“They’re awful, they frighten me, they’re evil and wicked and dangerous!” – Nicky Gore, The Changes
A mate went to see Stewart Lee perform live recently, and we discussed how odd it is for him to be now considered a member of the comedy “old guard” when he is in fact the same age as me. We also discussed how he represents perhaps the last of a dying species – the ranter. Albeit a ranter with jokes, but a ranter nonetheless, who refuses to accept the myriad idiocies of the world and is going to say his piece, whether you like it or not. The other “comedians” I see these days are either trying to outshout each other on rigourously-scripted panel shows, or are prancing about before the cameras for the now-mandatory Xmas DVD release. I’m not going to name names, because I think the vast majority are complete twats, and it would take me too long.
Stewart Lee still has it though, and I recently stumbled across a clip of him discussing the changes in children’s TV during his lifetime, comparing the likes of 70’s programmes like Children of the Stones and The Changes with the likes of today’s Skins. Needless to say, the latter does not come out favourably in his assessment but he does explain his argument well. In the Children of the Stones, first broadcast in 1976, you had the bloke out of Blake’s 7 (Gareth Thomas) playing Professor Brake, an astrophycisist who brings his son Matthew to the village of Milbury, which sits inside a megalithic stone circle. The village seems to exist within it’s own pocket of space/time, where the same things appear to happen again and again, and the Prof and Matthew are there to investigate. Shown in 1977, on ITV, it’s now something of a cult classic, mainly because so many kids of that era were still tuned into Blue Peter. I remember it being an odd piece of work though, with an creepy atmosphere that pervaded throughout. They’d captured the same sense of unspecific dread you feel as a kid when you’re suddenly strayed outside of known territory. We see the events unfold through Matthew’s eyes, and feel his fear and increasing sense of disquiet as the adults begin to behave in ways he’s not familiar with.

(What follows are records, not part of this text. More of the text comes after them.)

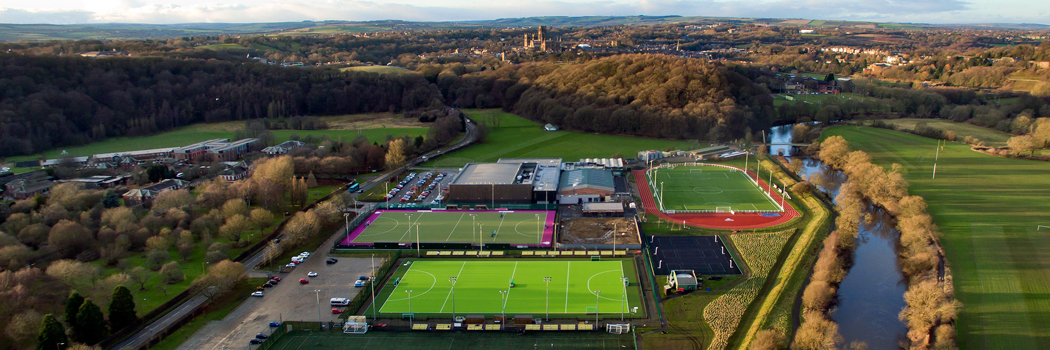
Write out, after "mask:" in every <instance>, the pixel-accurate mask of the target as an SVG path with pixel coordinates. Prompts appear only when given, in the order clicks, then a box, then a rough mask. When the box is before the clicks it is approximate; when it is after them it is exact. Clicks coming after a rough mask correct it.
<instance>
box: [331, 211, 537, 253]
mask: <svg viewBox="0 0 1050 350" xmlns="http://www.w3.org/2000/svg"><path fill="white" fill-rule="evenodd" d="M409 214H411V217H409ZM553 221H554V213H553V211H542V210H517V211H506V212H500V211H460V210H457V211H430V210H419V211H417V210H379V211H376V213H374V214H372V217H371V218H369V220H366V221H364V224H362V225H361V226H362V227H357V228H356V229H355V230H354V231H353V232H352V233H351V236H350V238H348V239H346V240H344V241H343V244H350V243H374V242H401V243H413V242H416V240H417V236H416V234H417V233H418V234H419V238H418V240H419V242H458V243H463V242H470V243H475V242H479V240H481V241H484V243H486V244H489V243H511V244H540V241H541V239H543V238H546V240H545V241H546V243H547V245H549V244H550V236H551V235H552V234H553V233H552V230H553V228H551V227H553ZM475 224H477V225H478V226H479V227H471V225H475ZM416 225H418V229H416V230H413V229H411V227H413V226H416ZM541 225H543V226H541ZM476 232H478V233H480V234H478V235H480V238H479V236H476ZM346 241H350V242H346Z"/></svg>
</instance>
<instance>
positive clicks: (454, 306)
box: [448, 277, 459, 322]
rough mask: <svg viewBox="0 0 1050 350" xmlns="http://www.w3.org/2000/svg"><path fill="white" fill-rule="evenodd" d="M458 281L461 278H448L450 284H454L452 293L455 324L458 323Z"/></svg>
mask: <svg viewBox="0 0 1050 350" xmlns="http://www.w3.org/2000/svg"><path fill="white" fill-rule="evenodd" d="M457 280H459V277H448V282H451V283H453V289H451V293H453V321H454V322H455V321H456V281H457Z"/></svg>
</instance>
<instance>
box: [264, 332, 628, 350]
mask: <svg viewBox="0 0 1050 350" xmlns="http://www.w3.org/2000/svg"><path fill="white" fill-rule="evenodd" d="M304 349H316V350H430V349H471V350H535V349H580V350H624V349H634V341H633V339H632V334H609V333H602V332H558V333H555V332H528V333H526V334H523V335H517V334H514V333H513V332H412V333H406V332H383V331H370V332H369V333H366V334H342V333H339V332H311V331H292V332H290V333H287V334H285V335H281V336H280V337H279V338H277V342H276V343H274V345H273V346H272V347H270V350H304Z"/></svg>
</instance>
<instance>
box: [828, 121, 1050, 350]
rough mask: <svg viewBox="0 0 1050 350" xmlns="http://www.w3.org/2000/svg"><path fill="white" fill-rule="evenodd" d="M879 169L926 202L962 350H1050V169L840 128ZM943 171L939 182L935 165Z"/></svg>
mask: <svg viewBox="0 0 1050 350" xmlns="http://www.w3.org/2000/svg"><path fill="white" fill-rule="evenodd" d="M836 135H837V136H842V137H843V138H845V139H846V140H847V141H849V143H850V145H852V146H853V147H854V148H855V149H859V150H864V151H866V152H867V153H868V155H870V156H871V158H873V161H874V162H875V163H876V164H879V165H882V166H885V167H887V168H888V167H889V166H890V164H891V163H900V164H902V165H904V167H905V169H907V173H906V174H905V179H907V180H908V182H909V183H910V187H909V192H910V193H911V194H916V195H922V197H923V198H925V200H926V203H927V204H928V205H929V210H928V211H929V212H930V214H932V215H933V220H934V222H936V224H937V225H938V226H939V227H940V228H941V231H942V232H943V233H944V238H943V239H942V241H941V242H942V244H943V245H944V248H945V250H946V252H947V259H948V261H949V262H950V263H951V270H952V273H953V277H954V284H953V286H954V291H955V297H957V298H959V301H961V302H962V303H963V309H962V312H961V313H960V315H959V321H958V324H957V326H958V331H959V345H960V347H961V348H963V349H1039V348H1045V346H1046V344H1047V343H1048V342H1050V328H1047V326H1046V325H1050V303H1048V302H1047V301H1048V300H1050V236H1048V234H1047V229H1046V228H1044V229H1043V230H1042V231H1041V230H1038V226H1039V225H1050V219H1048V215H1047V214H1048V213H1050V201H1047V199H1048V198H1050V176H1048V174H1050V163H1047V162H1038V161H1029V160H1018V159H1008V158H1000V157H992V156H988V155H984V153H980V152H975V151H971V150H970V149H969V146H968V145H964V144H959V143H948V144H947V145H945V146H944V148H943V149H941V150H940V156H939V157H938V156H937V141H936V140H931V139H926V138H922V137H919V136H915V135H910V133H904V132H899V131H892V130H885V129H877V128H869V127H857V126H836V127H831V128H828V129H827V130H825V131H824V133H823V136H824V137H829V136H836ZM934 160H936V161H937V162H936V163H937V178H936V179H934V178H933V173H932V172H933V171H932V170H933V164H934Z"/></svg>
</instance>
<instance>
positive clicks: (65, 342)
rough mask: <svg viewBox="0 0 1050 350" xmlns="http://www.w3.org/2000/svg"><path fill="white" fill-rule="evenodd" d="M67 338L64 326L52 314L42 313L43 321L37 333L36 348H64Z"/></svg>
mask: <svg viewBox="0 0 1050 350" xmlns="http://www.w3.org/2000/svg"><path fill="white" fill-rule="evenodd" d="M68 346H69V339H68V338H66V336H65V328H63V327H62V324H61V323H59V321H58V318H55V315H54V314H50V313H48V314H46V315H44V323H43V325H42V326H40V334H38V335H37V350H51V349H65V348H66V347H68Z"/></svg>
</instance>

The Changes, starts with a similar premise, except this time events aren’t contained within a village. Instead, the whole adult world has gone mad, responding to a strange noise coming from all forms of machinery by smashing anything that might be the source. Society breaks down as a result, many people flee the cities, and those left behind try to make some sense of it all. The main character is Nicky Gore, a teenager who’s been abandoned by her parents and left to survive alone in a post-apocalyptic Britain. Filmed around Bristol and Gloucestershire, the location team’s made the most of the eerie post-war landscapes and marching armies of sinister pylons, which carry the “bad wires” that Nicky fears.
Skins is also filmed in Bristol, but there the comparisons end. Skins has no sense of mystery, or awe. All it’s about a bunch of spoiled, narcissistic, and ignorant teenagers who’s lives revolve around texting, skinning up and copping off. The odd hoolie gets chucked in to provide a modicum of challenge and danger, but for the most part fuck all happens except for texting, skinning up and copping off. I’ve seen enough of it to know that it’s loathsome and that the minds behind its creation – that’s the Channel 4 writers and production teams – are globules of pink bubblegum floating in vats of liquid excreta. Stewart Lee makes the excellent observation that the appeal of programmes like The Changes and Children of the Stones was that the children watching would be drawn into the drama of Matthew and Nicky’s circumstances, both of whom were virtually the sole child characters in a world full of adults up to no good. Children feeling alone and frightened by the outside world bearing down on them, could take reassurance that there were other kids out there in much worse situations, and they were surviving. Lee suggests that feeling of fear is a truer reflection of what it’s like to be a teenager, whereas Skins seems to only increase the sense of alienation, in that if you’re not already part of that priveleged world of casual affluence, if you’re not as cool and as elegantly wasted as them, then you should fuck off.
Are the attitudes that inform Skins a reflection of the times we live in, or are they an exaggeration of the tabloid-stoked fears about rampaging teens and the imminent descent into total chaos? Lee says: “I’m really glad I’m not a teenager watching TV for teenagers now, because I think I’d feel really left out watching something like Skins. But there’s something really comforting for nerds and weirdoes about things like Children of the Stones and Changes, things that make you feel less alone, and that’s a really great thing that art can do, whereas something like Skins would make me, as a teenager, feel more alone.”